COVID-19 is making the global inequality crisis much worse. It’s caused an estimated 120 million people worldwide to fall into extreme poverty. Since the pandemic began, billionaires’ wealth has increased by $3.9 trillion while workers’ combined earnings dropped by $3.7 trillion.
The effects are split by gender and race. In the United States, just as in the rest of the world, frontline jobs are heavily staffed by women, who are among the lower paid. They are also more likely to have been laid off or left the workforce. People of color face higher unemployment rates, are more likely to be hospitalized for COVID-19, and are less able to telework.
This level of inequality is unsustainable and immoral. It is a virus of its own, one that cannot be cured by a vaccine or wearing a mask. What’s more, it is further exacerbated by climate change.
The world we build back must be better, more equal and inclusive both within and between nations. Recovery plans must build resilience against future shocks and that means tackling the convergent crises of COVID-19, the economy, inequality, and climate change together.

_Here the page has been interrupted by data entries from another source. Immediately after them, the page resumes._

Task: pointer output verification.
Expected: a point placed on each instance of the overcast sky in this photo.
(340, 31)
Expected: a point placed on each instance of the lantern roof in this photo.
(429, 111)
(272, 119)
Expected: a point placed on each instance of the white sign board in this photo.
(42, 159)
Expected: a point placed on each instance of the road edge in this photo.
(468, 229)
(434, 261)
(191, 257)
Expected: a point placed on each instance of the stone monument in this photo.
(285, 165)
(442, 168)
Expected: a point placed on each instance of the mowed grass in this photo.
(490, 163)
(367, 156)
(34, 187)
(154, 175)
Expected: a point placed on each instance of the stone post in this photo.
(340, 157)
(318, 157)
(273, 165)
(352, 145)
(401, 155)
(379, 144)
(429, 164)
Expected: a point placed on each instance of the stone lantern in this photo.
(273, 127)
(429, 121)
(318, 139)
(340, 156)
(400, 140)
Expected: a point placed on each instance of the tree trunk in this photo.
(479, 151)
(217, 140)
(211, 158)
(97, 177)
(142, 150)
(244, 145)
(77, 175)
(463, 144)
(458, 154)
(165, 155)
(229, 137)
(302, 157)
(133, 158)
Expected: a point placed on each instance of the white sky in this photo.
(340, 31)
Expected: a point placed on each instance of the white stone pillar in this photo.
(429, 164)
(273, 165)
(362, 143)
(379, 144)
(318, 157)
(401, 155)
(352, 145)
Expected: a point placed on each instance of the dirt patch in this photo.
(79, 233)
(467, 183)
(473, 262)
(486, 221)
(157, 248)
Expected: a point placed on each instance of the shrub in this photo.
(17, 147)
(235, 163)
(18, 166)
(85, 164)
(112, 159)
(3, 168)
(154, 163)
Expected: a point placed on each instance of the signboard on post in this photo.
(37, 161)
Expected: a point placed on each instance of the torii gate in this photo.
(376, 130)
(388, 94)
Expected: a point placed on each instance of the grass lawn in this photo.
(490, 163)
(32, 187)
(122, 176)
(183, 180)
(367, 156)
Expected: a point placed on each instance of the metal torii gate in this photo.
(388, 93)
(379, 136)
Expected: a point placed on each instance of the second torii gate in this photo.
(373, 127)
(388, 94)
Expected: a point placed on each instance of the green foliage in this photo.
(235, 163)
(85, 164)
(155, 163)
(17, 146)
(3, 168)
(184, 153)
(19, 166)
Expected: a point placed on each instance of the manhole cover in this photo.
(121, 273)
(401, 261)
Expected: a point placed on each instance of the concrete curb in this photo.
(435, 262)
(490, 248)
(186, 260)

For workers this means a new social contract with:
1. Jobs: Climate-friendly jobs that transition from fading employment sectors to new, growing industries.
2. Rights: The promise of the International Labour Organization Centenary declaration of rights and protections for all workers irrespective of employment arrangements.
3. Universal Social Protection: Social protection for all with the fight for a global social protection fund for the poorest countries.
4. Equality: Workers demand equality of incomes and equality of gender and race.
5. Inclusion: Working people want a peaceful world and a just, rights-based development model with the promise of the Sustainable Development Goals.
Investing in smart climate action to jump-start economies is a critical part of the solution. Investing in sustainable infrastructure can create jobs in all regions, getting people back to work, while ensuring access to clean water, electricity, affordable public transit, green spaces and other critical services.
Investing in care creates the societies we want, protects us against further health shocks, lifts the burden of care from women, and affords decent work if we tackle low wages and safety issues. Indeed, boosting women’s participation remains the fastest multiplier for both jobs and growth.
Jobs worldwide are being squeezed by automation, the gig economy, monopoly power and changing economics. Fossil fuel jobs are experiencing enormous change. In the United States, the number of coal workers needed per unit of output has fallen more than fivefold in the past 60 years, and more jobs will disappear as the industry becomes increasingly uncompetitive.
That’s why “just transition” strategies are needed, including robust social protection systems to help unemployed workers and their families with secure pensions, re-training and education, redeployment and community renewal with regional strategies for economic rejuvenation.
The European Union is taking an important step with its recovery package, which includes a Just Transition Fund that will direct $21 billion to fossil fuel and carbon-intensive regions most impacted by the energy transition. Leaders can also learn from New Zealand, which is creating a well-being budget, and Argentina, where a new tax on extreme wealth could generate billions.
Today’s economic crisis is unprecedented, the need for a social safety net is greater, and we must tackle climate change. The good news is that green investment opportunities abound, and they are major job creators. Investing $1 million in building efficiency, clean urban transport or solar photovoltaics as part of the global COVID-19 response creates more than twice as many jobs as investing $1 million in coal or gas power.
We must combat inequality not only nationally but globally. That means addressing the urgent financial needs of developing countries. Countries’ abilities to reboot their economies has been deeply unequal. Low-income developing countries have only been able to allocate $42 billion to address COVID and shore up their economies, compared to a staggering $11 trillion (and growing) in developed economies and $1.9 trillion in emerging economies.
Rich countries must do better. Opportunities to help developing countries recover, and to mitigate and adapt to climate change, are both abundant and profitable. Crucially, countries must do everything in their power to share the COVID-19 vaccine fairly across the globe.
Debt relief is a powerful tool to help countries strengthen their pandemic responses and should be a priority for the G7 and G20 this year, along with liquidity from special drawing rights and support for a global social protection fund for the poorest countries. Indeed, the U.N. Secretary General has just called for debt relief. Global solidarity has never been more important.
This COVID-19 recovery must be funded with tax, debt relief and targeted support for developing economies. It will not be achieved with austerity! And all private investment must integrate the measurement of sustainability and societal impacts of investments, along with the transparency of disclosure. We can no longer afford stranded assets, people or communities.
If we are to build an inclusive future based on shared prosperity on a stable planet, equity must be at the heart of countries’ stimulus packages and national climate plans. This means working with industry, trade unions, citizens, academia and others to support fair and decent employment in the low-carbon economy and ensure that solutions benefit the poorest and most vulnerable. Defeating the inequality disease must become a global rallying call.